Residents in the Bay Area said they can hear sounds from the 83-year-old bridge as far as three miles away.
The “musical tones” coming from the bridge are a result of a project “designed to make the bridge more aerodynamic under high wind conditions and is necessary to ensure the safety and structural integrity of the bridge for generations to come,” a Golden Gate Bridge district spokesperson told CNN.
Shirin Kermani and her family have been frequent visitors of the bridge for the past five years under several different weather conditions, but she’s never heard a sound like this before.
“Even when we were walking up toward the bridge from around Battery East and Lincoln Boulevard, we heard something very sad,” Kermani said. “Like a loud didgeridoo or meditation song being played all around us.”
Though others have said the sound is annoying, Kermani said she found them peaceful.

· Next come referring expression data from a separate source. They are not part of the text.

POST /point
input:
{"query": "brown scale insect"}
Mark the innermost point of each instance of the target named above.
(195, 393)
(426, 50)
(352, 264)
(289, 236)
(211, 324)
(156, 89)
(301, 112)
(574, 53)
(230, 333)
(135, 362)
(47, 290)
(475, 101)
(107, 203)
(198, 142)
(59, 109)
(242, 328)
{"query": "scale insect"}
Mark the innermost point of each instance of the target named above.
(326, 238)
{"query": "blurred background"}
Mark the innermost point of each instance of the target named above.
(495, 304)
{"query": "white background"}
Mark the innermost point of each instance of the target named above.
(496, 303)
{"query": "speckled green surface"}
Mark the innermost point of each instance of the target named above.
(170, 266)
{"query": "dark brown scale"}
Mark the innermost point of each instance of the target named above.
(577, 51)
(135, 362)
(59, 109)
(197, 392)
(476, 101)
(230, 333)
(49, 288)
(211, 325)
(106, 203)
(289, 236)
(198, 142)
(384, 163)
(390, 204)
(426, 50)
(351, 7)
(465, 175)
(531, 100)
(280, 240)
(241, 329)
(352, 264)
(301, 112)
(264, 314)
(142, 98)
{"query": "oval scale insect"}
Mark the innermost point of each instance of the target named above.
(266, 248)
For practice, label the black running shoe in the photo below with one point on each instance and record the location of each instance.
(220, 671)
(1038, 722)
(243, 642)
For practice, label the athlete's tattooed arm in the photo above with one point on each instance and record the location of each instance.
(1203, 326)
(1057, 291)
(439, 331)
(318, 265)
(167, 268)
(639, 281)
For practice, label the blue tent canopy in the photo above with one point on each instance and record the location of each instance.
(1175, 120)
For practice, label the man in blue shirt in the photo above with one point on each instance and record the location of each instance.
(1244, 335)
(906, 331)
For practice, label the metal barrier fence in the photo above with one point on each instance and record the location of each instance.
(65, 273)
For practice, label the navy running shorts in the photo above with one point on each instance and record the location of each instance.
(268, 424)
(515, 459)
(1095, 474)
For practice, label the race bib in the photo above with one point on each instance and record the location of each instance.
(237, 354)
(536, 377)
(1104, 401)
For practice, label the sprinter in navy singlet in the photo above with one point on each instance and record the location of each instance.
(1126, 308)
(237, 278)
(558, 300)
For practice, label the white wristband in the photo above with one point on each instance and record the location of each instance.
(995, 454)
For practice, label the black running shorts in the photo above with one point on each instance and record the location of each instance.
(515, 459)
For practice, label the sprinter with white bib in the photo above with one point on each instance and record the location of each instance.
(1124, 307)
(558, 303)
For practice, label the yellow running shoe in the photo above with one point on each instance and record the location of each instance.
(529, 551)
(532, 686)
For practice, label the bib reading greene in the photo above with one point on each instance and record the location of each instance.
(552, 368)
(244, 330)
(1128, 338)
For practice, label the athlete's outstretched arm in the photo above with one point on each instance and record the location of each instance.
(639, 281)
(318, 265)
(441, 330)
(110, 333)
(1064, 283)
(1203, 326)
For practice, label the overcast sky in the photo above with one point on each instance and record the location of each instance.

Part of the project includes replacing handrails on the west sidewalk with new, thinner vertical slats so that more air can flow through, according to the Bridge District spokesperson.
“We knew going into the handrail replacement that the Bridge would sing during exceptionally high winds from the west, as we saw yesterday,” he said.
Ray Ryan, who has lived in San Francisco since the 1990s, told CNN he first noticed the “haunting yet kind of beautiful” noise Friday afternoon while his friends had heard it last weekend.
Ryan said his family argued over what the tones are comparable to and have boiled it down to a sound similar to a train or an organ.
He tweeted the City and County of San Francisco looking for an answer for the sounds and was met with an apology.
“Sorry this is happening,” San Francisco 311 replied.
For the neighbors who aren’t so thrilled with the sounds, the Bridge District spokesperson said the new design is necessary to keep the bridge safe.